Results and discussion

All treatments and interactions were non-significant at both 5% and 10% levels of probability. Under the control condition plant production was so low that in excess of a 30 fold increase in ground cover would be needed to achieve 70% where erosion control is effective. This 70% figure was established for black earth soils (4) and may be inadequate for the more erodible sands.
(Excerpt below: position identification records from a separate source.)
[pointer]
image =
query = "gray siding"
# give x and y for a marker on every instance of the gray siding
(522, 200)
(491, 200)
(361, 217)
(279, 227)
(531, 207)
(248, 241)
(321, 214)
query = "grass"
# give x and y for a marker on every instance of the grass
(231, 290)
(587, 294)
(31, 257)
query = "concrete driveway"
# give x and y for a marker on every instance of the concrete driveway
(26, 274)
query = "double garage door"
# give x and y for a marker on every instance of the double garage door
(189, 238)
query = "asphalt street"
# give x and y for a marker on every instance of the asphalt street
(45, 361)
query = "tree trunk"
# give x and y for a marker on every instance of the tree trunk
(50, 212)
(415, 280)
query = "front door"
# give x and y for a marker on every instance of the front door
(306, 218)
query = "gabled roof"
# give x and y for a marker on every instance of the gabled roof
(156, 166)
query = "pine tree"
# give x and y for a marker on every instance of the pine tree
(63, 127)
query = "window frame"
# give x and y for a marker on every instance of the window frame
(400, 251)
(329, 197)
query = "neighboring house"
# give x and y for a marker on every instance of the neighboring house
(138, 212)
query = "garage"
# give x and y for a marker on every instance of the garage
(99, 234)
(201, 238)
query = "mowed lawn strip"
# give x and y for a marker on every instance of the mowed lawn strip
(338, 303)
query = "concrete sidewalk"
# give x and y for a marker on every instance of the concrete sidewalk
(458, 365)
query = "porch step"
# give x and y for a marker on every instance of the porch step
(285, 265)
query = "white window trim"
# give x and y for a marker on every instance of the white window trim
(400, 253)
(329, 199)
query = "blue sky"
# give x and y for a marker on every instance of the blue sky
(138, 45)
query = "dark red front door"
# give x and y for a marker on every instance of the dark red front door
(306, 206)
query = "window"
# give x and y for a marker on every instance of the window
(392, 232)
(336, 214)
From the trial it appears soil ameliorants active in increasing soil moisture storage may have little effect on pasture establishment. When costs (Table I) are considered it is clear that their use is unlikely to be viable.

Table I: Cost comparison of different revegetation methods.

In practice, it may be better to use inexpensive conventional methods of seed and fertilizer broadcasting to gain an initial plant establishment. From a soil conservation point of view the hay at least gives a short lived initial cover, although hay use may exacerbate the water repellent nature of sand by stimulating microbial activity. If there is a critical area, (e.g. inlet areas adjacent to urban drainage systems), turfing is by far the more effective alternative as the pasture is actually transplanted to the site. In conclusion, although the theoretical basis of advances in technology is apparent, the practical application of advanced techniques may be limited.

1. Shroder, W.D. and Akhar, M. N.D. Department of Agronomy, Iowa State Uni, Iowa.

2. Quiltz, J.A., Hunt, J.S., Hicks, R.W. (1978). Soil Conservation Service of N.S.W.

3. Singleton Technical Handbook, S.C.S. of N.S.W., undated.

4. Land, R.D., McCaffery, L.A.H. (1983). Journal of Soil Conservation, N.S.W., Vol. 40, p. 56.